Kadena shuts down operations inflicting KDA to drop 60% as Cardano founder Charles Hoskinson reaches out to the neighborhood.
Kadena’s latest announcement to close down operations has triggered a pointy fall in its token value, with KDA dropping by over 60% in simply 24 hours.
In response, Charles Hoskinson, founding father of Cardano, has reached out to the Kadena neighborhood, creating discussions round potential future collaboration.
Kadena Shuts Down as KDA Falls by Over 60 P.c
On Monday, Kadena formally confirmed the shutdown of its enterprise operations, citing difficult market circumstances. The crew acknowledged it could not preserve or help the community, and all ongoing growth has been paused.

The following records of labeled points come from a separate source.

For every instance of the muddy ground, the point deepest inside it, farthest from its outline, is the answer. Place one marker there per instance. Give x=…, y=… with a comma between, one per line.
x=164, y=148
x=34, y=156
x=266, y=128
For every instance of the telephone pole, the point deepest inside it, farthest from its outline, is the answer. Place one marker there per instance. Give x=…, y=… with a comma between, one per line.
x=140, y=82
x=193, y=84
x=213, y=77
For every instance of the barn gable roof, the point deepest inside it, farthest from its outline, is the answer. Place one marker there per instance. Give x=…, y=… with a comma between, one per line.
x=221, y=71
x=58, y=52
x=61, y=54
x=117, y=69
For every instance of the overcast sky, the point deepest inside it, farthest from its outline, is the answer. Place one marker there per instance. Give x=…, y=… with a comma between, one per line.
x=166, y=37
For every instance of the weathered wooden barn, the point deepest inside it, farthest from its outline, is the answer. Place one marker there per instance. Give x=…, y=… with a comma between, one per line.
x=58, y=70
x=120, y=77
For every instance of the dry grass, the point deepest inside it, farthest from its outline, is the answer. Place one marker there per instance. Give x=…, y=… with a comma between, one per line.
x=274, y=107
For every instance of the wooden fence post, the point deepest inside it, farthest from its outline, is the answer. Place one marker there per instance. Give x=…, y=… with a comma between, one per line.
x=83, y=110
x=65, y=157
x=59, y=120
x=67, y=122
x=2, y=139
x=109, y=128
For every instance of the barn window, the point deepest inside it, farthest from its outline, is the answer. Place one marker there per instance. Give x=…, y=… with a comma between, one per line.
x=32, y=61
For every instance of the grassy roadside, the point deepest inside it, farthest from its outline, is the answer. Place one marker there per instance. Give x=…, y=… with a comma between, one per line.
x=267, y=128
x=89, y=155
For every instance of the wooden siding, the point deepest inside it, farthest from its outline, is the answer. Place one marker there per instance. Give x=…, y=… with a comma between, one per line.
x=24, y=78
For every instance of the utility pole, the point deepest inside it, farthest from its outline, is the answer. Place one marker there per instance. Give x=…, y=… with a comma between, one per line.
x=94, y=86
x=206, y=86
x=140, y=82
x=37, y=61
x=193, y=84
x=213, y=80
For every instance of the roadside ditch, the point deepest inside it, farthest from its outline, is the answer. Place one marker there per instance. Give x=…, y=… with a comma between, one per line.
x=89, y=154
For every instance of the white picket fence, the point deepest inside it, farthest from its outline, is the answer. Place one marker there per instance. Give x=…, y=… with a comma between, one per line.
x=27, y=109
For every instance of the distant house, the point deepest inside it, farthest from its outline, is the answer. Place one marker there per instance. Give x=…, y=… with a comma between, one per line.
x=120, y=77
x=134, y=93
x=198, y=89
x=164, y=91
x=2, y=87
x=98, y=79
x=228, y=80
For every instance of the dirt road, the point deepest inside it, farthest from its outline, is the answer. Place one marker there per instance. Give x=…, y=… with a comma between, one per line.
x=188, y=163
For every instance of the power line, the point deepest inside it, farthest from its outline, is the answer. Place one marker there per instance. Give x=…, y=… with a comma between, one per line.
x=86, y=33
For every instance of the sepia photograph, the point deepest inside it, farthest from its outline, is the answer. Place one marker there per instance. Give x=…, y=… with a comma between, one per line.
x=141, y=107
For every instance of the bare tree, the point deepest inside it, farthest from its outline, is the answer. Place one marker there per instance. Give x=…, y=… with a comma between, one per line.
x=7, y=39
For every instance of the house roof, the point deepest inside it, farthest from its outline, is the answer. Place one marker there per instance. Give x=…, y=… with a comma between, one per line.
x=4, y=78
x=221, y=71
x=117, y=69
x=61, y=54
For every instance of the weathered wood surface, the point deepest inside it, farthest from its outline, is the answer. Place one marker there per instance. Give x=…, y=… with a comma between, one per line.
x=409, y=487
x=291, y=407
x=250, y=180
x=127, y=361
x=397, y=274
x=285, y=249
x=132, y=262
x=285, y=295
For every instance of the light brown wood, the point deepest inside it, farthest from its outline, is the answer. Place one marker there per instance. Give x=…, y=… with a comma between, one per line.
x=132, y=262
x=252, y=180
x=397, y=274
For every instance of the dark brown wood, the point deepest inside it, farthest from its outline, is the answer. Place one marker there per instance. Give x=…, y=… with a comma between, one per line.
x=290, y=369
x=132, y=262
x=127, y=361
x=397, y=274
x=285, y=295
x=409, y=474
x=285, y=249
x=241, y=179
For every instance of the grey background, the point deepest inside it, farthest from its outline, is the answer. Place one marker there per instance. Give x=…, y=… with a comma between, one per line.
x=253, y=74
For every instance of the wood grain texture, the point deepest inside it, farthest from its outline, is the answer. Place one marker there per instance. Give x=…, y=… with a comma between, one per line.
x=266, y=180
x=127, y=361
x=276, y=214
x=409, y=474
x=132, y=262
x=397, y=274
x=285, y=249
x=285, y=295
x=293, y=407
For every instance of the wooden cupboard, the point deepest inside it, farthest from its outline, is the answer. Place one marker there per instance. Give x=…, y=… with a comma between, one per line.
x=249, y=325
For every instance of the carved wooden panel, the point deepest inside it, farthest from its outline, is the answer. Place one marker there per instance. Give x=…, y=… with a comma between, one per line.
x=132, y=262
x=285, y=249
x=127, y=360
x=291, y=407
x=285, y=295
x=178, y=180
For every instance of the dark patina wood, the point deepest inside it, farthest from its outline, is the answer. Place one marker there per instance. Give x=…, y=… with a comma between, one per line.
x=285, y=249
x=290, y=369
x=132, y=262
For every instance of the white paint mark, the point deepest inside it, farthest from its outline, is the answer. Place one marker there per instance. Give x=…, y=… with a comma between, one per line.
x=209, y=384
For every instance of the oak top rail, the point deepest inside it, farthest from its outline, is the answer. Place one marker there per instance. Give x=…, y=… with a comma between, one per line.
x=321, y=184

KADENA PUBLIC ANNOUNCEMENT
We remorse to announce that the Kadena group is not capable of proceed enterprise operations and might be ceasing all enterprise exercise and energetic upkeep of the Kadena blockchain instantly.
We’re tremendously grateful to everyone who…
— Kadena (@kadena_io) October 21, 2025
In keeping with the announcement, “We remorse that due to market circumstances, we’re unable to proceed selling and supporting adoption.” Following this replace, the KDA token crashed to $0.089, a decline of greater than 60% in 24 hours.
KDA was as soon as valued at an all-time excessive of $27.64 in 2021. Since then, it has misplaced over 99% of its worth. Its 24-hour buying and selling quantity additionally dropped to about $48 million, with customers reporting low liquidity.
Some merchants voiced issues about alleged manipulation, although no verified proof has been offered.
Charles Hoskinson Reaches Out to Kadena Neighborhood
Shortly after Kadena’s announcement, Cardano founder Charles Hoskinson posted on X (previously Twitter), signaling a willingness to have interaction with the Kadena neighborhood. The outreach sparked curiosity in whether or not a partnership or help plan might emerge.
Anybody from the Kadena ecosystem need to attain out? https://t.co/kTOLE36giy
— Charles Hoskinson (@IOHK_Charles) October 22, 2025
Hoskinson’s message adopted the affirmation that Kadena’s core crew will not handle the blockchain. Whereas enterprise operations have ended, Kadena’s decentralized proof-of-work community will proceed operating by means of neighborhood governance and impartial miners.
In previous updates, Hoskinson has proven openness to partnerships with different ecosystems. Earlier this 12 months, he talked about plans for Lace Pockets to help XRP transactions, reinforcing his help for cross-chain collaboration.
Kadena’s Future Now Relies on Neighborhood and Miners
Regardless of the corporate’s exit, the Kadena blockchain itself stays energetic. It would proceed to function with out the core crew, counting on miners and builders who preserve the decentralized community.
The mission additionally confirmed that KDA tokens will nonetheless be distributed by means of mining rewards till 2139. Over 566 million tokens are anticipated to stay in circulation over the approaching years.
Kadena was launched in 2017 by Stuart Popejoy and Will Martino, each former executives at JPMorgan. The platform was designed to be a scalable and safe Layer-1 blockchain, nevertheless it struggled to develop consumer exercise and developer help.
Earlier this 12 months, Kadena launched a $50 million Leap Grant Program geared toward encouraging development. Nevertheless, regardless of these efforts, it was not capable of get well market belief or construct long-term traction.